The Boston Impact Initiative closed its second fund at $22 million, surpassing its $20 million target, to invest in New England based small businesses and non-profits.

The community development financial institution, or CDFI, is allocating 30% of the fund for community-controlled real estate projects, including affordable housing purchases and housing cooperatives.

The fund has already invested more than $10 million into 29 companies, supporting over 1,000 jobs and 700 units of affordable housing in the New England area.

Its portfolio companies include 88 Acres, a protein bar and nut butter manufacturer, Nuevo Dia Adult Day Health, an adult daycare center, and the East Boston Neighborhood Trust, which acquires properties in East Boston to maintain affordability.

It raised capital from over 240 impact-oriented and local investors in 24 states. 

“There are absolutely investors that continue to care and prioritize those areas of impact,” Francisco said. “They want to invest more into community solutions, as opposed to the stock market, or into extractives like hedge funds.” Boston Impact Initiative’s Betty Francisco told ImpactAlpha

Democratizing impact investing

The fund raised $1 million through community notes sold to local investors in New England and New York, who will receive priority in repayment. The initiative’s nonprofit status allows it to accept investments from non-accredited investors under a charitable exemption. The remainder of the fund was financed through higher-risk, lower-return notes purchased by impact-first investors.

“The purpose of the community notes is to democratize access to this fund and to impact investing,” Francisco said. “We created a capital stack that prioritized the greater return and the greater security for those community note holders.”

 Some of these local investors included Boston Medical Center, Union Capital, a local nonprofit that promotes community engagement, and Temple Israel.

Francisco said Union Capital saw the fund as an alternative investment opportunity that aligned with their mission: “Rather than putting it into a CD and a bank, they decided they wanted to put it into an aligned partner.”

Doubling down 

Ishita Shah, an investment advisor who underwrote BII for clients at Align Impact and now for an unnamed family office, noted how the fund’s success reflects how many impact-first families are doubling down rather than stepping back.

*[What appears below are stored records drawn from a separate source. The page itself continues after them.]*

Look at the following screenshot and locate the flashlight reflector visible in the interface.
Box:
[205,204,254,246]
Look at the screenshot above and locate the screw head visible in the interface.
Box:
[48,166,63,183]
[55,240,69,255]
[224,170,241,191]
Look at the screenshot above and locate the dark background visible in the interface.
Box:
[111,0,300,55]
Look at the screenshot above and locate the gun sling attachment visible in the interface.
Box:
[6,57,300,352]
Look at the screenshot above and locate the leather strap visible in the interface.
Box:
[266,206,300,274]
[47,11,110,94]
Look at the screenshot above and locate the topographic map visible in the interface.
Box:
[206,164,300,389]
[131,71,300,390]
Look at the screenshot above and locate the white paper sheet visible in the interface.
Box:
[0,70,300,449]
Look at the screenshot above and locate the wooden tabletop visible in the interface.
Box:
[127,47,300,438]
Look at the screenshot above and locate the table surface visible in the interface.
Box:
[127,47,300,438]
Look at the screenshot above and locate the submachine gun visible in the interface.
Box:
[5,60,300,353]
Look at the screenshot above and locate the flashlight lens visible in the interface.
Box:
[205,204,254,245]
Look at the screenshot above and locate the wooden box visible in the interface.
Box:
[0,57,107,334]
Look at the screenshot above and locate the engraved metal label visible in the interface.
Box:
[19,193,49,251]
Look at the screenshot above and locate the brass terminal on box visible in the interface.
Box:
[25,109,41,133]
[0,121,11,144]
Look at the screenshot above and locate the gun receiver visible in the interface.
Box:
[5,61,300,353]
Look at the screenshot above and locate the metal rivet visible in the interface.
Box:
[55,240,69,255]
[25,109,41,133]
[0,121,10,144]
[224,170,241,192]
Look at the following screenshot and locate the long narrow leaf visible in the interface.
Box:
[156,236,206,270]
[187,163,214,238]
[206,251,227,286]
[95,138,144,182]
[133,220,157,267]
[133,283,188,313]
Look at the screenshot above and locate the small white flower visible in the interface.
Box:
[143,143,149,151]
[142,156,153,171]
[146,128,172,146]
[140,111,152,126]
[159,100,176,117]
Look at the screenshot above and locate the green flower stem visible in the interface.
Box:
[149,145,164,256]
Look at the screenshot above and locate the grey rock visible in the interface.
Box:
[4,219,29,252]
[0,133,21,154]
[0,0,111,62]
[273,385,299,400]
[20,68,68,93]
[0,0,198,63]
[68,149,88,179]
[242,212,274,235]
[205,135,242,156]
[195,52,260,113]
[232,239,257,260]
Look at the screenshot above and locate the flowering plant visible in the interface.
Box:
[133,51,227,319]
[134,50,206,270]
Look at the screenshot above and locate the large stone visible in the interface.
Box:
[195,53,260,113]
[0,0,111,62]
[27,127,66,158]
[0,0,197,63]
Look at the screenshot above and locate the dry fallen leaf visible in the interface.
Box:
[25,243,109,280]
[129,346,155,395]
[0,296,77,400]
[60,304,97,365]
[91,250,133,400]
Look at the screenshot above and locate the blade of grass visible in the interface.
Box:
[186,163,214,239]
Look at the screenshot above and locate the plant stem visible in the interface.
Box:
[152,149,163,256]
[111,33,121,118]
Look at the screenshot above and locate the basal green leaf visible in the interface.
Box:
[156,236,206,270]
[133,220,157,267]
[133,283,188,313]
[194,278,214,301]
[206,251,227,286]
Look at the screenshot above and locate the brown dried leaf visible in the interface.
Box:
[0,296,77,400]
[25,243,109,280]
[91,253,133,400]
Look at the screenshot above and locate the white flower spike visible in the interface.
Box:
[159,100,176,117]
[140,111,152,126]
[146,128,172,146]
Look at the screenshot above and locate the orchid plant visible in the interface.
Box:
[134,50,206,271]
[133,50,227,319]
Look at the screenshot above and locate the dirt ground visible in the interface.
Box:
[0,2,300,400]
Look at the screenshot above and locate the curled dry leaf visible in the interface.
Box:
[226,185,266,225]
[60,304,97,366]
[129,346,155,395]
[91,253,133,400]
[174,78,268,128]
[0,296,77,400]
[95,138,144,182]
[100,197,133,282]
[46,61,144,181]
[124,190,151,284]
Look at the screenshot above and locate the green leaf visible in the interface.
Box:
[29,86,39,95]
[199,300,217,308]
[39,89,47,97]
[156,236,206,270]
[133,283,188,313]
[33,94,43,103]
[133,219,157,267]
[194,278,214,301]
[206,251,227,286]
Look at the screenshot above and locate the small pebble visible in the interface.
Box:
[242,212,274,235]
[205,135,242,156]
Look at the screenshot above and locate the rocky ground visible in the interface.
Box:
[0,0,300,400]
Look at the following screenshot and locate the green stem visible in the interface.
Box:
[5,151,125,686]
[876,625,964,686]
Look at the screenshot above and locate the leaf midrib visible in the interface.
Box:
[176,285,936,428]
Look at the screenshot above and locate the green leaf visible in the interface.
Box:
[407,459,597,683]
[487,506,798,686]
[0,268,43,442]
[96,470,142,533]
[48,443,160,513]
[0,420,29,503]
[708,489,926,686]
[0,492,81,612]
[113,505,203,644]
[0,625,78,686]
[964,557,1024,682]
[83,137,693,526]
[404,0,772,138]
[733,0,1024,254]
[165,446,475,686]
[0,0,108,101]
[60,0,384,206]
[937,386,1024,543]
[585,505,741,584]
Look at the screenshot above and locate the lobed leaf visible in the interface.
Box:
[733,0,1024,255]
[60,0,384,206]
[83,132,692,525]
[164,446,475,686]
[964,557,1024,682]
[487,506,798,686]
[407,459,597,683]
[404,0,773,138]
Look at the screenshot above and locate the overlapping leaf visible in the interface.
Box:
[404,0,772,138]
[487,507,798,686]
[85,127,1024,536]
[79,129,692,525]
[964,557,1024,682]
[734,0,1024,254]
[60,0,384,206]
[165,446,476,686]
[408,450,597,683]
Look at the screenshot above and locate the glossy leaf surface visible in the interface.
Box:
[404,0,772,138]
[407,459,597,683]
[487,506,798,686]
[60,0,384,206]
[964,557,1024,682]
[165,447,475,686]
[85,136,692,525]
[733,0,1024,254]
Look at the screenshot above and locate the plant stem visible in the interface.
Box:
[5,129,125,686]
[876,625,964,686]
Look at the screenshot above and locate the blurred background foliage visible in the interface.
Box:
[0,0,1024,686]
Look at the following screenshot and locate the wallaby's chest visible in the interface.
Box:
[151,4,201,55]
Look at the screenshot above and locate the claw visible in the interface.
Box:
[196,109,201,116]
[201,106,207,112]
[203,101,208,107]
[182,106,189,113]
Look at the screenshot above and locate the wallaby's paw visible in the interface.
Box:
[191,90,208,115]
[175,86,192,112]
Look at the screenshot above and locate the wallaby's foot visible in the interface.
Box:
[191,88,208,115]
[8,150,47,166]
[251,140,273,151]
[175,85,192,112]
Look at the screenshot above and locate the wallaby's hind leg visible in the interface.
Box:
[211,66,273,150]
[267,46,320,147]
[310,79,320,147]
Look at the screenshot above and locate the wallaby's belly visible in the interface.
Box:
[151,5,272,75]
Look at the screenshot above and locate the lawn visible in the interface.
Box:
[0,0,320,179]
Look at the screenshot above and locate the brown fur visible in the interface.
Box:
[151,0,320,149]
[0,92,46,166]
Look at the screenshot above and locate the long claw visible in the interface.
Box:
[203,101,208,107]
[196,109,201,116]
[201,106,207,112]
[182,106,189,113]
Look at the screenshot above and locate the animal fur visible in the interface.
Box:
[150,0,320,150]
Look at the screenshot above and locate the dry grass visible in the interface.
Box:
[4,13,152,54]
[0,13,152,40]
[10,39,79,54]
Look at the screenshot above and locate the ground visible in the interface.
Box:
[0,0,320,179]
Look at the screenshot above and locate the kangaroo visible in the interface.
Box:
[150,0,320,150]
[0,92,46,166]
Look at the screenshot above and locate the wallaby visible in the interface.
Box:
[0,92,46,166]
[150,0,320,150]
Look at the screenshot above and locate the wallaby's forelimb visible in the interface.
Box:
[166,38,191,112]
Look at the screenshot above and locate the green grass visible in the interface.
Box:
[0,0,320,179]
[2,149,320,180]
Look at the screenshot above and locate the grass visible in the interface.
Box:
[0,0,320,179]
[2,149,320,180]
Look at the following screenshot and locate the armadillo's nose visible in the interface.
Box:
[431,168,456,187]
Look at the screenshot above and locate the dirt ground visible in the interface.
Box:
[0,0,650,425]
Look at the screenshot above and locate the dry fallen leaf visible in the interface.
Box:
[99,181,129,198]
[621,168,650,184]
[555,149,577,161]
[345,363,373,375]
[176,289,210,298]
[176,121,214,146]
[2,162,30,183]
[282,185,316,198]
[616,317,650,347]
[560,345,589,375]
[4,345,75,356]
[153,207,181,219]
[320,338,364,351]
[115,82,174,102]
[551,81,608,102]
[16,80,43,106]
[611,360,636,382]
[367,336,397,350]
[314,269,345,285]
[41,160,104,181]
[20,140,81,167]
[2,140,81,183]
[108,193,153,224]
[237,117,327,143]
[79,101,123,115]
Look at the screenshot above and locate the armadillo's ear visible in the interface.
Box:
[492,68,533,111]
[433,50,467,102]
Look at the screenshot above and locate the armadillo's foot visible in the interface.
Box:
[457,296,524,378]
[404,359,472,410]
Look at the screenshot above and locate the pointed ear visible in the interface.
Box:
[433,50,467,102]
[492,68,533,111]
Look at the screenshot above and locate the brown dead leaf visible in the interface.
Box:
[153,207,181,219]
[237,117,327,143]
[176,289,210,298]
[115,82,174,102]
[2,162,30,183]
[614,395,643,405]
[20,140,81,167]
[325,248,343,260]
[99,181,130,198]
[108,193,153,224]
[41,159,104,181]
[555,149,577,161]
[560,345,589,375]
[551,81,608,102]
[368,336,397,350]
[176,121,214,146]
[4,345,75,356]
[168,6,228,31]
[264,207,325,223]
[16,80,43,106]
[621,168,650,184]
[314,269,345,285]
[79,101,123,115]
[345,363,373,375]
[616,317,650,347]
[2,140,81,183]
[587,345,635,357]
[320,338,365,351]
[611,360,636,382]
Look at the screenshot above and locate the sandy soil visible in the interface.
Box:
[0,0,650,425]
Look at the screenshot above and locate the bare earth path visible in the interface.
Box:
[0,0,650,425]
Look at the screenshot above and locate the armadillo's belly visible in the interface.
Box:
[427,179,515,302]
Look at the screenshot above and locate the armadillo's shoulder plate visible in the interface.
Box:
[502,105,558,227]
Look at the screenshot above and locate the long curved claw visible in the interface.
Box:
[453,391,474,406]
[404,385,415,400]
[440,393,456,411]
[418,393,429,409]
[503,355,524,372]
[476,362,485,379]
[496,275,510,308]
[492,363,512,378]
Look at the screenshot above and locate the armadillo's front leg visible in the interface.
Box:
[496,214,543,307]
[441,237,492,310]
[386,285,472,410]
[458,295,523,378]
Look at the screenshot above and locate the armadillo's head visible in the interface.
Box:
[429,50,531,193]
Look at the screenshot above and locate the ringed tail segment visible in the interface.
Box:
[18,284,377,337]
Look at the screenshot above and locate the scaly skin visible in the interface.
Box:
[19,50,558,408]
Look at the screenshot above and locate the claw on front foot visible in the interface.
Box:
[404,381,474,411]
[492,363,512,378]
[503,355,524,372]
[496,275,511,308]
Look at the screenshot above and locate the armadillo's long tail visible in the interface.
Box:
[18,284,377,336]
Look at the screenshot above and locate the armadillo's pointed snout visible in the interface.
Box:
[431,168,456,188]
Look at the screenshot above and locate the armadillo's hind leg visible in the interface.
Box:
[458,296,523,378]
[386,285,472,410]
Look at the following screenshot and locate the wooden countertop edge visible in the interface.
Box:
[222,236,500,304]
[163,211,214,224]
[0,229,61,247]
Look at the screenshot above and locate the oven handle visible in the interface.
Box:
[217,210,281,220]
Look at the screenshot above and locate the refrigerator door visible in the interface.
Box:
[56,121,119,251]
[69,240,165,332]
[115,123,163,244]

“What you end up seeing is a lot of family offices and foundations doubling down on DEI, doubling down on their capital commitments to impact first strategies,” Shah told ImpactAlpha.

Registered investment advisors including Trillium Asset Management, Natural Investments, and Clean Yield connected BII with family offices in this fundraise. 

“A lot of family offices and foundations understand that, especially under this administration, this is not a moment for panic, but a moment of opportunity and a moment to step up” Shah said.

She said impact investing has opened an alternative to philanthropy for families focused on wealth preservation. “There is a greater pool of investors who are looking to preserve their wealth, rather than accumulate greater wealth.”